PET Detection of Cerebral Necrosis Using an Infarct-Avid Agent 2-Deoxy-2-[F]Fluoro-D-Glucaric Acid (FGA) in a Mouse Model of the Brain Stroke.

Mol Imaging Biol 2020 10;22(5):1353-1361

Department of Pharmaceutical Sciences, College of Pharmacy, The University of Oklahoma Health Sciences Center, 1110 N. Stonewall Ave, Oklahoma City, OK, 73117, USA.

Purpose: Ischemic stroke is a leading cause of disability worldwide. The volume of necrotic core in affected tissue plays a major role in selecting stroke patients for thrombolytic therapy or endovascular thrombectomy. In this study, we investigated a recently reported positron emission tomography (PET) agent 2-deoxy-2-[F]fluoro-D-glucaric acid (FGA) to determine necrotic core in a model of transient middle cerebral artery occlusion (t-MCAO) in mice.

Procedures: The radiopharmaceutical, FGA, was synthesized by controlled, rapid, and quantitative oxidation of clinical doses of 2-deoxy-2-[F]fluoro-D-glucose (FDG) in a one-step reaction using a premade kit. Brain stroke was induced in the left cerebral hemisphere of CD-1 mice by occluding the middle cerebral artery for 1 h, and then allowing reperfusion by removing the occlusion.
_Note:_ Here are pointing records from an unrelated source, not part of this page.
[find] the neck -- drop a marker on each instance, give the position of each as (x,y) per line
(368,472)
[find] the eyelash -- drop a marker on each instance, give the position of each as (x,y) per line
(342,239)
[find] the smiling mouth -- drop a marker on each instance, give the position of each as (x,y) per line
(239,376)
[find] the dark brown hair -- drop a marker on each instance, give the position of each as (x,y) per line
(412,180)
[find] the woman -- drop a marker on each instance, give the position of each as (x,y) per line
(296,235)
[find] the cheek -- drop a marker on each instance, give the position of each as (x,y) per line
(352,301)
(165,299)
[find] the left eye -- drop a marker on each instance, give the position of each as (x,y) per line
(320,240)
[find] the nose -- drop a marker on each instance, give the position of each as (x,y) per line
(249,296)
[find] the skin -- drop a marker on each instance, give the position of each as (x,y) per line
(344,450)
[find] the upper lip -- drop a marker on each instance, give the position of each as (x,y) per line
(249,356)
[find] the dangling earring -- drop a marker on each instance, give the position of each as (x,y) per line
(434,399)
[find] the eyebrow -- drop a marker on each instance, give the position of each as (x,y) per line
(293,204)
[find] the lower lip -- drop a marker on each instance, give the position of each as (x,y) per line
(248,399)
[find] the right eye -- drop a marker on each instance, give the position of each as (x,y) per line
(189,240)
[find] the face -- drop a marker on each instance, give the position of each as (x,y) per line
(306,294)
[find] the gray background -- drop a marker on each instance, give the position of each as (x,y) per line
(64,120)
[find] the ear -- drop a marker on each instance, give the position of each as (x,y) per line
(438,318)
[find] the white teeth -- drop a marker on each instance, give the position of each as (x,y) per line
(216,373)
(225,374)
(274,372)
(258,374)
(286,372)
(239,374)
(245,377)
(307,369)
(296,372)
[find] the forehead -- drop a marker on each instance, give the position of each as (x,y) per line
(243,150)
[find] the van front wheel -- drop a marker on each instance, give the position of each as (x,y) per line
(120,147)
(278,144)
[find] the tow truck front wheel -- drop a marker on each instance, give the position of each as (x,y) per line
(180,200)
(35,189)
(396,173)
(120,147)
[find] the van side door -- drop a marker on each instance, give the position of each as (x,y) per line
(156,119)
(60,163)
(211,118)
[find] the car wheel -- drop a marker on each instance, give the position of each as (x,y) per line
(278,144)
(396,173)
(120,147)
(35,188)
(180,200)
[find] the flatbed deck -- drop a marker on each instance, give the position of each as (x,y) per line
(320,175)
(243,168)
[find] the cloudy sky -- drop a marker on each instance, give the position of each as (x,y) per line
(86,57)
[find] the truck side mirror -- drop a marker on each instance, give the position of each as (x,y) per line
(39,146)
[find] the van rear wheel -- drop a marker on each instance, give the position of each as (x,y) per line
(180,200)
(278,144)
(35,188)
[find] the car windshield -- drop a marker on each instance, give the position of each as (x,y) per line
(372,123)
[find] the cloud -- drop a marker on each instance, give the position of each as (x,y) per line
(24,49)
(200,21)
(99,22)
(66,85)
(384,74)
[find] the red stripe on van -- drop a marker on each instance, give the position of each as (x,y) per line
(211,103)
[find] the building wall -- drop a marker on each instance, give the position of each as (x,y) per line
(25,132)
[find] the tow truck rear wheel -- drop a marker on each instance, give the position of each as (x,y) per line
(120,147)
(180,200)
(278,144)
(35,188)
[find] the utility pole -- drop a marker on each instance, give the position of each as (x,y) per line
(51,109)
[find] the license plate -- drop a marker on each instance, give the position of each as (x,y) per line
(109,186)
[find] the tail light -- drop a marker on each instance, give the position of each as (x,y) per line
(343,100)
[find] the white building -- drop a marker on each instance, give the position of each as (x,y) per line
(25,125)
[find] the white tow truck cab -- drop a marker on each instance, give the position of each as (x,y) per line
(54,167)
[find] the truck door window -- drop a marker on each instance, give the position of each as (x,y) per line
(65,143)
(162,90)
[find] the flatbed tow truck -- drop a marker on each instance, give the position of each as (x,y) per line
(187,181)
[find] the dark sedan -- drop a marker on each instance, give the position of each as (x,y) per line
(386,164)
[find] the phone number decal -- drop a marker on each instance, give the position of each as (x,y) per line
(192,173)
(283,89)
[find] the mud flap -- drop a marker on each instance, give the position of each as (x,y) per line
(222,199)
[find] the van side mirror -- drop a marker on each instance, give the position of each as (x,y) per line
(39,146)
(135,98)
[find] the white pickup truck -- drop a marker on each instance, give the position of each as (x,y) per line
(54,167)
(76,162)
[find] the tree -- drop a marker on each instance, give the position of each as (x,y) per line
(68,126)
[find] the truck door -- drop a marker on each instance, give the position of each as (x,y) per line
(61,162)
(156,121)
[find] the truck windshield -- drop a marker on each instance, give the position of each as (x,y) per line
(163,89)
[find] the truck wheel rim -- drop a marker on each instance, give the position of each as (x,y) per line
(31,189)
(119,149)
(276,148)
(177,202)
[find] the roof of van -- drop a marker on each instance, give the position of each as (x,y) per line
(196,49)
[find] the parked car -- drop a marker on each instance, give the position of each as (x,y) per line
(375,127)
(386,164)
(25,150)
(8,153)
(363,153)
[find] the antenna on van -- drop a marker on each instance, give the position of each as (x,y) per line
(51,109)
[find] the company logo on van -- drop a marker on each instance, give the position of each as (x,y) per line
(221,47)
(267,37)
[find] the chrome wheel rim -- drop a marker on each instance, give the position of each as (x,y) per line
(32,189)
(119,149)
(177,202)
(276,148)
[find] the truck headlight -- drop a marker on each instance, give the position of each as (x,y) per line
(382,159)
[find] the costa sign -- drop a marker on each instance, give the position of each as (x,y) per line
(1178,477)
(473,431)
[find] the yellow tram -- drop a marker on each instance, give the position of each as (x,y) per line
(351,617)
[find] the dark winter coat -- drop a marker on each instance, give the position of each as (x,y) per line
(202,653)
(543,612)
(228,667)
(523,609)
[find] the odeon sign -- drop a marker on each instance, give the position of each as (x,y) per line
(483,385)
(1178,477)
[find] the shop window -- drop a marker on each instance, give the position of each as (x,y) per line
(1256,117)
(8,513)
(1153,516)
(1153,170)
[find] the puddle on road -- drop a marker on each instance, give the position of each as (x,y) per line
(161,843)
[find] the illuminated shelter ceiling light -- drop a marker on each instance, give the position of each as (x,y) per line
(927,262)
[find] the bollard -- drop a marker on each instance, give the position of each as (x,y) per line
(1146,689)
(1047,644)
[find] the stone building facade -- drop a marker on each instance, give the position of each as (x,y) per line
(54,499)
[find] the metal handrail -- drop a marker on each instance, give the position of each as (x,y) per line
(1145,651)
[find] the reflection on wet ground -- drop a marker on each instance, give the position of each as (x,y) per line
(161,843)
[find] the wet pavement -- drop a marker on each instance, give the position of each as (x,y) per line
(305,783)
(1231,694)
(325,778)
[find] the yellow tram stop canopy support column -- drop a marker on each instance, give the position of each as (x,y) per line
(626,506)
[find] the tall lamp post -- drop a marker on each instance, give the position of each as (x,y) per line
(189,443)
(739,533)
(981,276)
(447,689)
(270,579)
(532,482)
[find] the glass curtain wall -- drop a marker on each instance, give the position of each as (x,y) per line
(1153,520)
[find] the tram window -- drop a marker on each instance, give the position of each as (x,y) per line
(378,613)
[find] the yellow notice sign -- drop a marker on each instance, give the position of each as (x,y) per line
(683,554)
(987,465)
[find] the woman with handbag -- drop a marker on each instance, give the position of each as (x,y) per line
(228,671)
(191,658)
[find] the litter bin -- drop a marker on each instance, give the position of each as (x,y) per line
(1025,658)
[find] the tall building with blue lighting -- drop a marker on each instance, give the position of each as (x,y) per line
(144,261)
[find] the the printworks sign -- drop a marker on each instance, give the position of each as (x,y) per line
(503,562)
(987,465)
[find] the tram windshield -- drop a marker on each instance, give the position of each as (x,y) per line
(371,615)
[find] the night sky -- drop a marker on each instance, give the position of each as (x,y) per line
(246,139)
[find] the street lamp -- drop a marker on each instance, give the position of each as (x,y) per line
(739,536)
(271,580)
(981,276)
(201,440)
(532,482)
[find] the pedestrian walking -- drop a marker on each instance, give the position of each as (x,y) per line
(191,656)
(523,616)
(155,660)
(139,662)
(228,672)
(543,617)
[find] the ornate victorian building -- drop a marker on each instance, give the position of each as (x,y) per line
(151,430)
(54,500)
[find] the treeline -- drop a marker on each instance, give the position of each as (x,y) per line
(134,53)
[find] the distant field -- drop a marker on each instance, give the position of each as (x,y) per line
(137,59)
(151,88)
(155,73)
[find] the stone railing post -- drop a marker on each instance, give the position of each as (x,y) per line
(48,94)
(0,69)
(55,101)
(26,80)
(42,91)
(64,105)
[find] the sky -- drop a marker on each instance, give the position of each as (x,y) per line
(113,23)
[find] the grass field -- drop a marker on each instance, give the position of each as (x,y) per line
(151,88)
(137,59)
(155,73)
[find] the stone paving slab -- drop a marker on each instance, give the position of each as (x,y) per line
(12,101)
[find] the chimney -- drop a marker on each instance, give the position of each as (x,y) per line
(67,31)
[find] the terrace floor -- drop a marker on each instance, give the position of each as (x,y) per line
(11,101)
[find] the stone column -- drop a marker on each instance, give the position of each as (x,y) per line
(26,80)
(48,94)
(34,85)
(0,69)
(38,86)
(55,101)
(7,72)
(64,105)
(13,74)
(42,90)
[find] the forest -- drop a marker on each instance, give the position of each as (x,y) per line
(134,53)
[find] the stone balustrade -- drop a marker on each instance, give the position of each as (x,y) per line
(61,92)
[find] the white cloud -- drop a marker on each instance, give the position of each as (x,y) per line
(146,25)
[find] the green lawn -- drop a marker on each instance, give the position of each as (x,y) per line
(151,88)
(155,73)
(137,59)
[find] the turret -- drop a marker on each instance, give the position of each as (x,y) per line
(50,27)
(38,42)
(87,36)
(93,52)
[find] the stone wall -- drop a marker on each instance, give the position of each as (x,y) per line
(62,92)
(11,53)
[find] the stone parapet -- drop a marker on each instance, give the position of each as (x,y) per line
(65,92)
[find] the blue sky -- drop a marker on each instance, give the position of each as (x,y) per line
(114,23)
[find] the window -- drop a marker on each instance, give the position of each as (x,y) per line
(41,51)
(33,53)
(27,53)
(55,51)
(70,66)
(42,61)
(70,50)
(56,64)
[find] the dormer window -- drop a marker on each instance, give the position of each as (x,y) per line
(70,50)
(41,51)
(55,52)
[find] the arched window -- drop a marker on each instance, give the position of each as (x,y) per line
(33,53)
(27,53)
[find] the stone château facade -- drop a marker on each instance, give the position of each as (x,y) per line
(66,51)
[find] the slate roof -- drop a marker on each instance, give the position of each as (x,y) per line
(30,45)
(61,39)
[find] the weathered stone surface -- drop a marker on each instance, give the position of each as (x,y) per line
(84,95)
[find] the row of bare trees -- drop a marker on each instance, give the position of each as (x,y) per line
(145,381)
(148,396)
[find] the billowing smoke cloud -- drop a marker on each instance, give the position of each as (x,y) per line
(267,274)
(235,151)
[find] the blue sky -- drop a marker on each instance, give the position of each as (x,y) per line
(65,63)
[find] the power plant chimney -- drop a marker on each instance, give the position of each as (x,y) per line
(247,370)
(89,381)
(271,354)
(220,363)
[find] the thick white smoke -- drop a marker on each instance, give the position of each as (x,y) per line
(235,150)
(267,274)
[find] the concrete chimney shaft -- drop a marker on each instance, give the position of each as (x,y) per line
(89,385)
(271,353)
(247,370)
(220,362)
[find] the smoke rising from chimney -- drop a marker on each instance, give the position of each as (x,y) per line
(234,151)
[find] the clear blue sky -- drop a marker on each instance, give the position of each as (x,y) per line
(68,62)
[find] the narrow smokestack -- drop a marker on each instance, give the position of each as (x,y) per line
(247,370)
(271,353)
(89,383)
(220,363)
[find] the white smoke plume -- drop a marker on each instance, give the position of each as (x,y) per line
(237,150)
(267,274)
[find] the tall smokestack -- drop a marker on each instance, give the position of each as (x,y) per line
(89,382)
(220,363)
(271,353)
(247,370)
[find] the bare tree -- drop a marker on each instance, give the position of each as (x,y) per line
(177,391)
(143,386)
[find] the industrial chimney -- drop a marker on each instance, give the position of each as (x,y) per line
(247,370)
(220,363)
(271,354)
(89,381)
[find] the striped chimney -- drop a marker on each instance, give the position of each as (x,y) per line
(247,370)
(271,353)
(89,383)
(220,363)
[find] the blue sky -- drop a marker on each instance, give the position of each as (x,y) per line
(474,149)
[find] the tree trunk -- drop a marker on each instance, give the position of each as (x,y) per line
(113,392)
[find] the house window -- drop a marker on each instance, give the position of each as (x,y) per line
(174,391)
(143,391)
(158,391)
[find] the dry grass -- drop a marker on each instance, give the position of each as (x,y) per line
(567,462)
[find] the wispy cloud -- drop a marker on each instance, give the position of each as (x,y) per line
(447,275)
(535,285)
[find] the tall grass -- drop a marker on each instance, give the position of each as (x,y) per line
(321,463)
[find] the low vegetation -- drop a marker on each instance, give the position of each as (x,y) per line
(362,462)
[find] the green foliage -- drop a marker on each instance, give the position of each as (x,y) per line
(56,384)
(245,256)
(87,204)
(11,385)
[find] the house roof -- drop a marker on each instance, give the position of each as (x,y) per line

One day post-ictus, perfusion single-photon emission tomography (SPECT) was performed with Tc-lableled hexamethylpropyleneamine oxime (HMPAO), followed by PET acquisition with FGA. Plasma and brain tissue homogenates were assayed for markers of inflammation and neurotrophins.

Results: The kit-based synthesis was able to convert up to 2.2 GBq of FDG into FGA within 5 min. PET images showed 375 % more accumulation of FGA in the ipsilateral hemisphere than in the contralateral hemisphere. SPECT images showed that the ipsilateral HMPAO accumulation was reduced to 55 % of normal levels; there was a significant negative correlation between the ipsilateral accumulation of FGA and HMAPO (p < 0.05). FGA accumulation in stroke also correlated with IL-6 levels in the ipsilateral hemisphere. There was no change in IL-6 or TNFα in the plasma of stroke mice.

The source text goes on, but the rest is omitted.